ANNE GARDNER, Justice.

Introduction

The question in this appeal is whether the trial court erred by signing nunc pro tunc orders to add an affirmative deadly weapon finding to a judgment four and a half years after it signed the original judgment, which recited “NONE” in the space for deadly weapon findings. In a single issue, Appellant argues that the trial court erred by signing the orders nunc pro tunc because the trial court’s omission of an affirmative deadly weapon finding in the original judgment was a judicial decision and not a clerical error. We agree, and we reverse the nunc pro tunc orders.

Background Facts

On May 25, 1999, a grand jury indicted Appellant in Cause No. 0726955A for the offense of attempting to commit capital murder of more than one person in the same transaction “with a deadly weapon: to-wit: a firearm....” On August 6, 2001, he pleaded guilty to the offense of attempted capital murder in this cause and to charges of murder and attempted murder in two other causes not in issue here, pursuant to a plea agreement.
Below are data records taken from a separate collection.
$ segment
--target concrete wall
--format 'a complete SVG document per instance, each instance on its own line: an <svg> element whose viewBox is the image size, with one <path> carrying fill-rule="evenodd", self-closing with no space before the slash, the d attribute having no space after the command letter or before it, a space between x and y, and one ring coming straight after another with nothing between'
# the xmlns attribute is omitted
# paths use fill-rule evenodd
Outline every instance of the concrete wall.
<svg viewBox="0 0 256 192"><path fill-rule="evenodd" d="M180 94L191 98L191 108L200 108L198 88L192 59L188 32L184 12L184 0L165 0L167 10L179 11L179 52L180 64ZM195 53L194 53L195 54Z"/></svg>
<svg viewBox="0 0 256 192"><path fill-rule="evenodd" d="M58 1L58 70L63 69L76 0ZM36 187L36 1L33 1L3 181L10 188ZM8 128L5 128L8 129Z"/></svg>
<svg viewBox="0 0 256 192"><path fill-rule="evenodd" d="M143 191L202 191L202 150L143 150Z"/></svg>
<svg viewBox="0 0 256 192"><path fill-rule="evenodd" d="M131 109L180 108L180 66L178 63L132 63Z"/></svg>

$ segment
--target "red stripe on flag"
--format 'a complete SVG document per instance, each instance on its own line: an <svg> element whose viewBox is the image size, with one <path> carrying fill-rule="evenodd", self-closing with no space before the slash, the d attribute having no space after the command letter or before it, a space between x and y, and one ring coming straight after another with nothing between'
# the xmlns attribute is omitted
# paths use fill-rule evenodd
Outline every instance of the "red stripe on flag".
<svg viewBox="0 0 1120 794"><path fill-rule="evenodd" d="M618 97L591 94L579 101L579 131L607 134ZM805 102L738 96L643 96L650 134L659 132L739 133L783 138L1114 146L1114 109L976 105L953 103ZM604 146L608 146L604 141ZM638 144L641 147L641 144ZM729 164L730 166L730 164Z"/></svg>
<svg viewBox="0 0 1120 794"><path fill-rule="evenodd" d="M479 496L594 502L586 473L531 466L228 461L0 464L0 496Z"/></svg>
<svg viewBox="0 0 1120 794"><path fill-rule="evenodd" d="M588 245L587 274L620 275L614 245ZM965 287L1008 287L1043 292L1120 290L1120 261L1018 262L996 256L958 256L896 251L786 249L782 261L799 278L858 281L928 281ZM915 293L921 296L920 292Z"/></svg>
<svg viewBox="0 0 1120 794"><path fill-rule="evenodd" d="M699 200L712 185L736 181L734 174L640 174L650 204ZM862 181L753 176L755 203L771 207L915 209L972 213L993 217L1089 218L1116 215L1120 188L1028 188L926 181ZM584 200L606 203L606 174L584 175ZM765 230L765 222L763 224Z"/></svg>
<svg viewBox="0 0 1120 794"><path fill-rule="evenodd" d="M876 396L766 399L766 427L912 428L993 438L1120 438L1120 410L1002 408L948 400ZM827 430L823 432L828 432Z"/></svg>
The plea agreement, signed by Appellant, his counsel, and the prosecutor, reflects that the State’s recommended sentence was “50 yrs IDTDCJ + conditions enumerated in 0724052” in each case, to run concurrently.1 The written Plea Admonishments in this cause, also signed by Appellant, his counsel, and the State, provide as follows, in pertinent part, with underlined blanks filled in by hand:

[Y]ou are hereby admonished in writing:
1. You are charged with the felony offense of: Att. Capital Murder
2. If convicted, you face the following range of punishment:
X FIRST DEGREE FELONY: a term of life or any term of not more than 99 years, nor less than five years....
The written plea entered by Appellant in the record states,
I hereby, in open Court, enter my plea of guilty to the (allegations contained in the INDICTMENT/INFORMATION against me) (lesser included offense of att. cap. murder).
Appellant’s judicial confession in the record states,
I swear my true name is Brian Kenson Johnson. I further state that I have read the indictment or information filed in this case and that I committed each and every allegation it contains. I am guilty of the offense alleged as well as all lesser included offenses. I swear to all of the foregoing and I further swear that all testimony I give in the case will be the truth, the whole truth, and nothing but the truth, so help me God.
is/
DEFENDANT

A reporter’s record of the hearing on Appellant’s plea of guilty in all three cases on August 6, 2001, has been filed in this court and reveals, as pertinent to the issue before us, that the trial court confirmed that Appellant had read the plea admonishments in each case and understood them and that the signature was his in each place where his name was signed. The written plea admonishments and plea papers in each case were admitted into evidence. The trial court then inquired,

[423]*423THE COURT: All right. In Cause No. 0724052, to the charge of murder, you may plead guilty or not guilty.
THE DEFENDANT: Guilty.
THE COURT: Are you pleading guilty because you are guilty and for no other reason?
THE DEFENDANT: Yes, sir.
THE COURT: All right. In Cause No. 0723702, to the charge of attempted capital murder, you may plead guilty or not guilty.
THE DEFENDANT: Guilty.
THE COURT: Are you pleading guilty because you are guilty and for no other reason?
THE DEFENDANT: Yes, sir.
THE COURT: And in Cause No 0726955, to the charge of attempted capital murder, you may plead guilty or not guilty.
THE DEFENDANT: Guilty.
THE COURT: Are you pleading guilty because you are guilty and for no other reason?
THE DEFENDANT: Yes, sir.
THE COURT: All right. On your plea of guilty in each case, I’m going to find you guilty in each case. I’m going to assess your punishment in each case to 50 years in the Institutional Division of the Texas Department of Criminal Justice. You’re to truthfully — testify truthfully against your codefendants, testify at plea [sic], and furnish any communications between Defendant and other codefendants. All of these will run concurrently. Is that your understanding of the plea-bargain agreement?
THE DEFENDANT: Yes, sir.
THE COURT: And did you approve that?
THE DEFENDANT: Yes, sir.
THE COURT: Is that your understanding, Counselor?
MR. GILFEATHER: Yes, Your Honor.
THE COURT: And did you approve that?
MR. GILFEATHER: Yes, Your honor.

The judgment form in this cause, Cause No. 0726955A, was signed on the same date as the hearing, recites that Appellant is convicted of “ATTEMPTED CAPITAL MURDER-MULTIPLE VICTIMS,” with an offense date of March 1, 1999, and recites the terms of the plea bargain as “50 yrs IDTDCJ + CONDITIONS....” In the space for “Findings on Deadly Weapon,” the word “NONE” is typed in.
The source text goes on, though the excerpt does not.